Looking to the future on Australia Day

29 January 2010

Canberra correspondent Linda Mottram looks at this week’s celebration of Australia Day, with hundreds of citizenship ceremonies conducted around the country and some renewed debate about the Australian flag and a republic.

It was also marked by mass absenteeism from work on the Monday before the Australia Day holiday, as Australians stretched the long summer slumber to include just one last long weekend. The contrast could not have been sharper with the subject matter of the first major Prime Ministerial message of the year, that Australia was going to have boost productivity if it was to have a viable economic future.

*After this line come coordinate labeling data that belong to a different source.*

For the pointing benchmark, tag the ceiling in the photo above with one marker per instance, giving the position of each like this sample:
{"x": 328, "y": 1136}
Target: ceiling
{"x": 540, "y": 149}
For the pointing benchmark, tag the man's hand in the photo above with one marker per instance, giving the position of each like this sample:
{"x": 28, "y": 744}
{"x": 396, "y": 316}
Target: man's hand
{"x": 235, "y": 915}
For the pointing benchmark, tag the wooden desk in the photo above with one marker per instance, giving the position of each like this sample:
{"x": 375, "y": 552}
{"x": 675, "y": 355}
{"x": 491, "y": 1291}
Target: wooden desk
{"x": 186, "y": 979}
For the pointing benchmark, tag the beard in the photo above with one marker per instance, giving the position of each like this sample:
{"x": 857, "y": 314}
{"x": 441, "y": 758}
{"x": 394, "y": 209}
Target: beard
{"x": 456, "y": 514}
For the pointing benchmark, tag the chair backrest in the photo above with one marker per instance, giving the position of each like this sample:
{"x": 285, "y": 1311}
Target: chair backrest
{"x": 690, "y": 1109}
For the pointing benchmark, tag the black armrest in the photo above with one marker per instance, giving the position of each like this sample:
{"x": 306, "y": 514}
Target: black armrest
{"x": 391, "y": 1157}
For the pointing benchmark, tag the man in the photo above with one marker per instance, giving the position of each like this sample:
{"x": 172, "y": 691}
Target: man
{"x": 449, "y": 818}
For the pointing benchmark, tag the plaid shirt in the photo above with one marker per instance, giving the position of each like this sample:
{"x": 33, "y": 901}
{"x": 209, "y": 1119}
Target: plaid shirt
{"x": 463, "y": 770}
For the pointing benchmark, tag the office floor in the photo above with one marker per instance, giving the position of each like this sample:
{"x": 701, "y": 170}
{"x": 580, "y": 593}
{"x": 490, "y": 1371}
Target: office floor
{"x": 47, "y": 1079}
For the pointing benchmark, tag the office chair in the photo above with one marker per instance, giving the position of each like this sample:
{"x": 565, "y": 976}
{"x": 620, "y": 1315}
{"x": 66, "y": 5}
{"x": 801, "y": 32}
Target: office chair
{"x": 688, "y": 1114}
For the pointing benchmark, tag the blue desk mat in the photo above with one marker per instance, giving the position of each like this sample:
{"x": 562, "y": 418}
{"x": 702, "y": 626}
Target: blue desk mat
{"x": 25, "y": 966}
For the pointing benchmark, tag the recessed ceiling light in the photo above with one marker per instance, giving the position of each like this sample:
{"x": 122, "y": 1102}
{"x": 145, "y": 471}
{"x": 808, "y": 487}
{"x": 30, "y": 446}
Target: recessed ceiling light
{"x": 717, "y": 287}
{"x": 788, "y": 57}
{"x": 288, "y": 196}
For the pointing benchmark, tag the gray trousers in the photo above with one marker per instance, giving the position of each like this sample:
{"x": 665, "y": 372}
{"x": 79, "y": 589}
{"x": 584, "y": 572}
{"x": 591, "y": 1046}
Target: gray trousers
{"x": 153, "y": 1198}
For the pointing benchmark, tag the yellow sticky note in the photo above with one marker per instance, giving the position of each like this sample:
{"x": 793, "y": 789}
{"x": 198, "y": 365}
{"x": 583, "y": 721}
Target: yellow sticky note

Kevin Rudd had spruiked his message in every Australian capital city during the week before Australia Day in a swoop of the nation that raised some still beach sand-encrusted holiday eyebrows.

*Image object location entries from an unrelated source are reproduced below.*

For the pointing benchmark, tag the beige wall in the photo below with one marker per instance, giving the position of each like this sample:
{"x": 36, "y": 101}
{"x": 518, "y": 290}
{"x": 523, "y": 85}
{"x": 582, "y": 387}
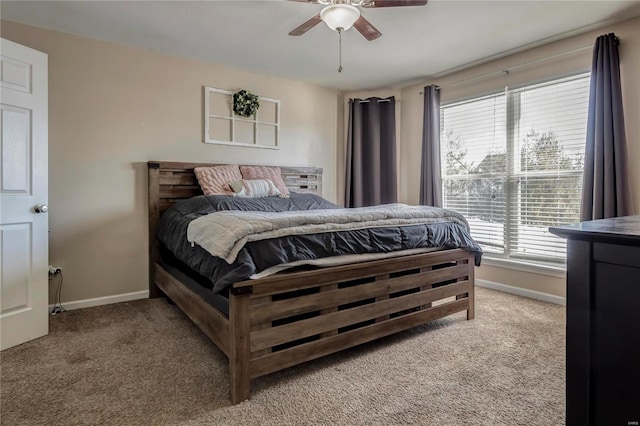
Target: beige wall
{"x": 111, "y": 109}
{"x": 629, "y": 33}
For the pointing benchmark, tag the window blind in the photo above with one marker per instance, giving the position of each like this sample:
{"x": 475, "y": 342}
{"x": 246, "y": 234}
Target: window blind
{"x": 512, "y": 164}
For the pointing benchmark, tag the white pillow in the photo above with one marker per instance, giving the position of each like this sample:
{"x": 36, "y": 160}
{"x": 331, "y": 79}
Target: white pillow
{"x": 254, "y": 188}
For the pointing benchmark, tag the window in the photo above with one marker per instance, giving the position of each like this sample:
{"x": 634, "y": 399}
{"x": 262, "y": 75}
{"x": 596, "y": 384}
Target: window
{"x": 512, "y": 164}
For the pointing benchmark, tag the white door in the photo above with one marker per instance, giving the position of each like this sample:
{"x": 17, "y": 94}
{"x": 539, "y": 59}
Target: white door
{"x": 24, "y": 239}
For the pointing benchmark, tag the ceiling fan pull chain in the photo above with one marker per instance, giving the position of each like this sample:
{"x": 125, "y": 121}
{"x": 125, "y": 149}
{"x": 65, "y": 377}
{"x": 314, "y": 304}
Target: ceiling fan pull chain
{"x": 340, "y": 49}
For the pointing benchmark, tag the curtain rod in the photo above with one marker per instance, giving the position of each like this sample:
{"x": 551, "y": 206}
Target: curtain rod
{"x": 515, "y": 67}
{"x": 366, "y": 101}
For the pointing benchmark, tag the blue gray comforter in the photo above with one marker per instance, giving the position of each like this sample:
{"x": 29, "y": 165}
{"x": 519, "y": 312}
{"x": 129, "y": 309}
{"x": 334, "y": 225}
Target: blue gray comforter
{"x": 257, "y": 256}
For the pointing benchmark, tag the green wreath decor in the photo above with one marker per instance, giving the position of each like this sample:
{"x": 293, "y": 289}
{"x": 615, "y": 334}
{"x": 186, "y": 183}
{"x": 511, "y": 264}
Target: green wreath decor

Mr Rudd cited soon to be released data that includes a population forecast for Australia of 36 million by the year 2050. It’s currently 22 million. The rub though is that the population is aging. Australians, he said, would have to increase productivity to cover the costs. Perhaps as a lure to those workers looking at a delayed retirement or longer hours, Mr Rudd said a two per cent increase in productivity would deliver $AU16,000 extra into the average pay packet. A lot of Australians still opted for the extra long Australia Day weekend though – no additional productivity there.

The issue does pose a very real set of policy dilemmas. But by hitting the speakers’ trail so quickly, Mr Rudd also reminded us its an election year and was attempting to set the agenda.

Kevin Rudd will also be judged though on the promises he made at the last election just over two years ago. He has fulfilled a pledge to bury the previous government’s widely despised workplace laws. On the wider issue of the economy, the Rudd government will continue taking the credit for Australia’s emergence relatively unscathed from the global financial crisis, while the opposition will portray a big spending government that can’t be trusted with taxpayers’ money. Undelivered though is the promise to sort out Australia’s ailing health system with a federal takeover from the states if necessary.

Then there’s the bigger picture. Before being elected, Kevin Rudd referred to climate change as, quote, the great moral challenge of our generation, unquote. But Copenhagen was at best a disappointment, and Australia had styled itself there as a leader; Canberra will now pledge only a five per cent cut to its national emissions without some major deal internationally; and and the legislative future of its planned carbon pollution reduction scheme remains uncertain. It is perhaps little wonder that Mr Rudd’s pre-Australia Day swing around the states made no mention of that great moral challenge. But then, the polls do show Australians are less concerned about climate change than at the last election.

Climate change though will feature in what’s already emerging as a contentious debate about the size of Australia’s future population. Both the Prime Minister and the opposition leader want a big Australia, to boost the population to shore up economic growth and expand the tax base to help pay for the aging national profile .. with health costs forecast to be among the biggest burdens. But very quickly in this dry continent, where climate change effects are predicted to be severe, critics have questioned where the water will come from for all these new people and how already choked cities like Sydney will cope with more people. It may not swing the coming election, but it is part of the debate Mr Rudd has invited. And there’s the immigration component of the discussion.

The election, due by year’s end, will be the ultimate test too for the opposition’s still relatively new leader Tony Abbott, a former Catholic seminarian with a sporting bent, who’s deeply socially conservative and politically divisive. The Opposition has worked through a series of leaders and expects a lot of Mr Abbott. It is hard to measure though how some of his commentary will play, like his remarks to a women’s magazine this week that women shouldn’t give away their virginity lightly. Such comments are incendiary, and especially sensitive in the race for the ultimate Australian political prize.